Friday, January 24, 2014

Mom Guilt Unmasked


Mom Guilt.

Just seeing the phrase burdens you, doesn't it, Mom? For we all know what it is: that cloying heaviness blanketing your every deed and decision. The fear that no matter what you do it will never be enough or good enough. That everything in your children's experience that couldn't pass for a  deleted scene from a Disney movie will scar them for life and is all your fault.

No, we’re not crazy. Just moms doing our best, seldom believing it's enough.



Image Courtesy of Master images / FreeDigitalPhotos.net


This week’s dose of Mom Guilt centered on my children’s education and development. The youngest two have challenges warranting evaluation and treatment, which, naturally, are my fault for doing too much of X when they were younger and not enough Y. That’s the way it is, and I am hard-pressed to deny it.

Thanks, Mom Guilt!

So burdened last night, I remembered a must-watch video my Sissie posted on my Facebook wall the other day. Produced by the fabulous ministry of Elevation Church, the first part of the video asked the women to describe themselves as mothers. Unsurprisingly they focused on their shortcomings and perceived flaws, sparing no consideration for their strengths.  I of course nodded along. “Yep, I have the same problem. Yep, I suck in that area too.”

Girl power, indeed.

For the second part of the video, the mothers returned to see their children's responses to the same query. 

And boy, were the answers different.

According to the children, Mommy was beautiful, awesome, unique, made the best meals, and gave great hugs. One girl said her mother was “her heart” because that’s how close Mom was to her. The mommies were visibly moved, and I too felt uplifted and strengthened, thinking of the sweet-voiced, heartfelt praise my children often heap upon my weary head.

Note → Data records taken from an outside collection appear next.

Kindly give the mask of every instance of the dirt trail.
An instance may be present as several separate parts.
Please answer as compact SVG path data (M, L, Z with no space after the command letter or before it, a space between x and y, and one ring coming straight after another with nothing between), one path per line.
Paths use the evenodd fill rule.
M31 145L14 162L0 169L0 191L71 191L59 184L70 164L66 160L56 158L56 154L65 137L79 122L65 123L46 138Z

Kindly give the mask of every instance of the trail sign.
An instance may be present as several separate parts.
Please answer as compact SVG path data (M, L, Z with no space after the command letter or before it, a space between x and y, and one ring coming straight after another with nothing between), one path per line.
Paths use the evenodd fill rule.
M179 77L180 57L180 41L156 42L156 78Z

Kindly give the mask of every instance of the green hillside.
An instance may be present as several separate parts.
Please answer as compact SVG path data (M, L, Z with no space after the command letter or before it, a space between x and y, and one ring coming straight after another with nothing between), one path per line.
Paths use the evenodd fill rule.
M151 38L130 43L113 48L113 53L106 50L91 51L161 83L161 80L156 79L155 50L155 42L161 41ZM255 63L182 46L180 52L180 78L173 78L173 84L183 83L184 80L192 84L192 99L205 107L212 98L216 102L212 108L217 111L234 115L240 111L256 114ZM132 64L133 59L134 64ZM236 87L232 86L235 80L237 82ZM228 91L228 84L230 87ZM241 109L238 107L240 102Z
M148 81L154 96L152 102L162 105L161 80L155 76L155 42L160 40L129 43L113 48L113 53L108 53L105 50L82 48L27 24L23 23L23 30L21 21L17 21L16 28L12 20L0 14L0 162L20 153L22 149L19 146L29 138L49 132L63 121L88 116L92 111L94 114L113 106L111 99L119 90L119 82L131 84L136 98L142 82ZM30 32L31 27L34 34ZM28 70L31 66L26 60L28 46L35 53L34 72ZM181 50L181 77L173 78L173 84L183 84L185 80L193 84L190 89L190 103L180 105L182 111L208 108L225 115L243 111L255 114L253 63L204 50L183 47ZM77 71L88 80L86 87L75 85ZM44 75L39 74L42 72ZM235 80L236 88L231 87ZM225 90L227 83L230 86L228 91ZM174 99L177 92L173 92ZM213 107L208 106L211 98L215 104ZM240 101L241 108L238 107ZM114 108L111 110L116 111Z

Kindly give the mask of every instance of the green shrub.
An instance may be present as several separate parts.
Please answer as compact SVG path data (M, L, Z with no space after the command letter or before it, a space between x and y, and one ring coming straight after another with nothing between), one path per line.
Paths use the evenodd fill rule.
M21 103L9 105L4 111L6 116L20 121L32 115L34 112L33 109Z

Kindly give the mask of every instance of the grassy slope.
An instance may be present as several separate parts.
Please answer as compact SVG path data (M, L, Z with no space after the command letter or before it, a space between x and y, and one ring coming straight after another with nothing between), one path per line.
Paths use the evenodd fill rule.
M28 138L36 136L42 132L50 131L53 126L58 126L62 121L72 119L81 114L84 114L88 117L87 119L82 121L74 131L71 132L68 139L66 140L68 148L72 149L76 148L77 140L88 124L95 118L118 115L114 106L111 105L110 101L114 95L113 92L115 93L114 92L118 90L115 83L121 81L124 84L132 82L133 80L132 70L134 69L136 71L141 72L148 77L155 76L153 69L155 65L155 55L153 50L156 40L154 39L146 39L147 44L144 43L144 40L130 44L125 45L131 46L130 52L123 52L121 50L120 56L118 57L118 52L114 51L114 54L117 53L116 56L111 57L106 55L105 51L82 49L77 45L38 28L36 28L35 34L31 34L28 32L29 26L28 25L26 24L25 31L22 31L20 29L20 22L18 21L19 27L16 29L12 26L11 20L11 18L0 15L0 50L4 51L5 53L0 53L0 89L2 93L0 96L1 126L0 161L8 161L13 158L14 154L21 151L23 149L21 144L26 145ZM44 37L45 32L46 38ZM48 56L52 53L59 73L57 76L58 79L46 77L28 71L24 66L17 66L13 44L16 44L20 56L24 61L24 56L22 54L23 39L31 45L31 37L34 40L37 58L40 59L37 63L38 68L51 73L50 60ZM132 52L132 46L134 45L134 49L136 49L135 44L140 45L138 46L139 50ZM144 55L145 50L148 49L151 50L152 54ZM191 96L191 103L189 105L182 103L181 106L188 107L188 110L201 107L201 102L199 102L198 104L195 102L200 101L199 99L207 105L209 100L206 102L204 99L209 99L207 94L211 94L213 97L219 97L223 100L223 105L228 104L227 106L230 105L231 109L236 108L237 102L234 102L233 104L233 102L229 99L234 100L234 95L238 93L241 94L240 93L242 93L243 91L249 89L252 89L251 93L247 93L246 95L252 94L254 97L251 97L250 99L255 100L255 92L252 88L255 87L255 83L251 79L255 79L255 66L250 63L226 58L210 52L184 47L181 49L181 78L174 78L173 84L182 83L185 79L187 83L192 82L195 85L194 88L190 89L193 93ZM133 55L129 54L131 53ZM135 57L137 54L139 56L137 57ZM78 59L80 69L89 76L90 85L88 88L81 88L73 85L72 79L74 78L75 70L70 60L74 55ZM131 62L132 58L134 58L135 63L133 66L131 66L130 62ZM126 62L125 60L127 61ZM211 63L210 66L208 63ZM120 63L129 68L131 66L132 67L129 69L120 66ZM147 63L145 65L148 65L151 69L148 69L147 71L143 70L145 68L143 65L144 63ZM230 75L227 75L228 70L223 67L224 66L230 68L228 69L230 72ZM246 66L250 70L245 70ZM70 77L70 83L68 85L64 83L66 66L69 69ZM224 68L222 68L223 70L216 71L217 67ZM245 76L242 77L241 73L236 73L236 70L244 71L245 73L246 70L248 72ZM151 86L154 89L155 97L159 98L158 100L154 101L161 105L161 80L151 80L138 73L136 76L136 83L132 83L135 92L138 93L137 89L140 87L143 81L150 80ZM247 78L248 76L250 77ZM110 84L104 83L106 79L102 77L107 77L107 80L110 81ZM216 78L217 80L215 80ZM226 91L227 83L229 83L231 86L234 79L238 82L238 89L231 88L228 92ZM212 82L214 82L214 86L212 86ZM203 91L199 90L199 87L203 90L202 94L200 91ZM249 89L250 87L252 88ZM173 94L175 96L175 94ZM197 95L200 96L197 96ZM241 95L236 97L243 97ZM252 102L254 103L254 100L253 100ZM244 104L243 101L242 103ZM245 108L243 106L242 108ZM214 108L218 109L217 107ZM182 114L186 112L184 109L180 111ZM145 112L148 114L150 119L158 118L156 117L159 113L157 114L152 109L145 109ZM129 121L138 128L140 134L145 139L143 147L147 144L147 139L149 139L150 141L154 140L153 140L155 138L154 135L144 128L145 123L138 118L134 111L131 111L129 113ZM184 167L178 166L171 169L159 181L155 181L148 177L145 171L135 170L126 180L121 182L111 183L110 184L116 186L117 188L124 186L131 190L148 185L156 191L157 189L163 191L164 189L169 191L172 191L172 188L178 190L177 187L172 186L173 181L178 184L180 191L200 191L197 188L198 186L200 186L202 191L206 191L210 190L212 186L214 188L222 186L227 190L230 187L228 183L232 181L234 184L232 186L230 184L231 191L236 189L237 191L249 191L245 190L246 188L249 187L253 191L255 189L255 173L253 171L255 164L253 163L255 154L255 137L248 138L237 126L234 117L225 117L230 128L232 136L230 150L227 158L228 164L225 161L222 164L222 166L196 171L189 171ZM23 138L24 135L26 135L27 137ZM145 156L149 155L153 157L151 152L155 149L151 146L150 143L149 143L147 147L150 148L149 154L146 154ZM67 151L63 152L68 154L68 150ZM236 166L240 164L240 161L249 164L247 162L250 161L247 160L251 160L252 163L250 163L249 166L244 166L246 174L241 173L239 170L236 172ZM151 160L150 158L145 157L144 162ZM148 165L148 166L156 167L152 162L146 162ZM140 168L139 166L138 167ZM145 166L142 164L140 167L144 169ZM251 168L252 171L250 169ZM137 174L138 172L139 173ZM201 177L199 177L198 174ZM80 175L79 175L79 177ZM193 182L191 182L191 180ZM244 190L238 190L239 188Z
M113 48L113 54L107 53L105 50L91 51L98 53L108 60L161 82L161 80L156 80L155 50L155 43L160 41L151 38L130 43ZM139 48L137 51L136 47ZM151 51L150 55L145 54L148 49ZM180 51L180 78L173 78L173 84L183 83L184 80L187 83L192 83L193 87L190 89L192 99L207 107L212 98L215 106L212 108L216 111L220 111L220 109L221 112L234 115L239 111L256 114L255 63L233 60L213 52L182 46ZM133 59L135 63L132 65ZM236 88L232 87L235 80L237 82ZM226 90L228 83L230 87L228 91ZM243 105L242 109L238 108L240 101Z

But before those glad tidings could take root in my heart, a voice whispered, “I don’t know why you’re so excited. Your children wouldn’t even understand the question, let alone be able to answer it. And that’s your fault for not doing more with them when they were younger.”

Oh, how that rebuke stung, hitting my weak spot with breathtaking accuracy and acidity. I could hardly believe its speed, wondered how it could come at such a poignant, restorative moment.

Until I remembered: I have an enemy.

There are times when Mom Guilt assaults me after reading a Facebook post about the super-de-duper awesomely-fun-and-educational thing someone else is doing with her kids that makes me feel like a loser for handing out broken Crayolas and wrinkled paper. At other times, I compare—huge mistake—my idyllic childhood with the one I’m providing and sigh at the discrepancies.

But underneath and beside all that stands my enemy, ready and willing to undermine my every attempt to see myself as sufficient and successful in Christ. He is a thief who comes only to steal, kill, and destroy. He is the father of lies in whom the truth cannot reside. He is the enemy of my soul, the one determined to bruise my heel at every turn.
Call him what you want, but he is real and gunning for you and me and mothers everywhere. And I would argue his most powerful tool is Mom Guilt: exaggerating areas needing improvement without mention of everything going well. His only agenda is to steal your peace and block you from enjoying your kids and their precious, fleeting youth.



But here’s the good news! He is a defeated foe whose only weapon is his ever-flapping jaws. For we have been given power to tread over every power of the enemy and nothing by any means shall harm us. And once we know that truth, then it will set us free from the debilitating influence of his lies.

So speak the truth about your daily triumphs over dirty dishes and piles of laundry. Celebrate the handmade cards, the sloppy kisses, the tickle fights before bed. Above all else, remind yourself whom the Son sets free shall be free indeed. And if you belong to Him, you are free from condemnation and guilt, free from the pressure of becoming this perfect mom who exists only fiction.

The Usual Suspects is famous for the line, “The greatest trick the devil ever pulled was convincing the world he didn’t exist.” Well, the impish blowhard does exist. But when he starts spewing his nonsense in your ear, you can defeat him by speaking the truth aloud.

Or as I did last night, telling him to shut up in Jesus’ name.